A.J. Hinch says he’s narrowing down his roster. Pitchers are falling like flies to Tommy John. Spring training is about half over. Other teams are apparently looking on at the so-called glut of players in the Astros’ infield and outfield.
What gives? Nothing yet. But there are a handful of players who could be either expendable or useful elsewhere as the season begins in a few weeks.
Given the rash of injuries, the Astros might best stockpile as many parts as possible using the options and roster spots to their advantage. In the case of pitchers, that might mean starting Brad Peacock on the DL, giving optionable players (e.g. Asher Wojciechowski, Dan Straily) at Fresno and handing the #5 starter job to Roberto Hernandez to start the season.
In the case of your 1B/DH trio, if Jonathan Singleton continues to hit, plant him at first base, and rotate Chris Carter and Evan Gattis between DH and LF. Not optimal, but buys some time to start the season.
Frankly, neither of those may actually happen. Here are the players most likely to be moved through trade before opening day.
Yes, his $4.175 million salary could be a factor in determining him as the odd man out. If Singleton sticks at 1B, Carter could bring back a significant bounty of players. Yes, players, plural. That would leave the Astros with plenty of room in the outfield to shuffle George Springer, Colby Rasmus, Jake Marisnick and others.

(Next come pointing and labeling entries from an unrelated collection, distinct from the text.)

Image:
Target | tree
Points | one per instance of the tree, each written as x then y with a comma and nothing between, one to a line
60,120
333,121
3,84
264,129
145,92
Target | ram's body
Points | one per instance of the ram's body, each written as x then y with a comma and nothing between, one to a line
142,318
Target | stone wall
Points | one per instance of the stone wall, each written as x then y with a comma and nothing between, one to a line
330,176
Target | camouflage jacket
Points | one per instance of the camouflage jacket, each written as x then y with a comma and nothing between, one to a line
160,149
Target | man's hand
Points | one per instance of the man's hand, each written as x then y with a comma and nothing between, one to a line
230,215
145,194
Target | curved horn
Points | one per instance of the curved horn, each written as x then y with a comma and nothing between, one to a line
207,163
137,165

Because of his special status, the Astros will need to add him to the roster five days before spring training ends. Or release him. With the injury bug running around the majors, Hernandez’ stock will go up if he pitches well in the spring. Hernandez in Houston and Wojo, Peacock and Straily in Frenso to start the season provides depth. If he makes the team as the fifth starter, he can hold down the fort until one of the others returns and it provides further organizational depth in case one of the first four is injured. Best long-term move? Maybe not. Best short-term insurance. Yes.
Jake Marisnick/Robbie Grossman.
Yes, these guys do have some upside. They are not necessarily the entire package, but they will bring value to some teams either as a stop gap or replacement for a late spring injury. If Carter, Singleton and Gattis are all on the roster opening day, it’s possible both Marisnick and Grossman start the season in Fresno if they aren’t traded.
Could the Astros simply sell high? With Joe Thatcher and Kevin Chapman available (they’ve both pitched in four games thus far), could the Astros capitalize on Sipp’s best season and try to get a return? Possible, since lefties are always desirable. Likely? Probably not, since lefties are always desirable. Even in Houston.
You’ll note the Astros sent him packing to Fresno in the first group of cuts. No sense in letting him languish with the big club since it’s obvious he hasn’t made headway since his brief 2014 call up. Luhnow said he still believes in Santana, but you have to wonder if he won’t be playing in someone else’s park come April. Especially since he has what could be a valuable 40-man roster spot.
Many wonder why Presley is on the roster already. However, he obviously has value and would fit nicely as a #4 or #5 for some teams. Package him with another surplus (e.g. Santana, Hernandez, Matt Dominguez) and your return could be anywhere from low minors to AAA spare parts of another team.
While the Astros may shuffle the roster somewhat, it will probably not be a necessity unless a trade is made or the team acquires someone off waivers in the coming days or weeks. Only a couple of non roster invitees (Hernandez, Joe Thatcher) may warrant adding to the roster. Others are already ticketed — or will soon be — for other teams or the waiver wire.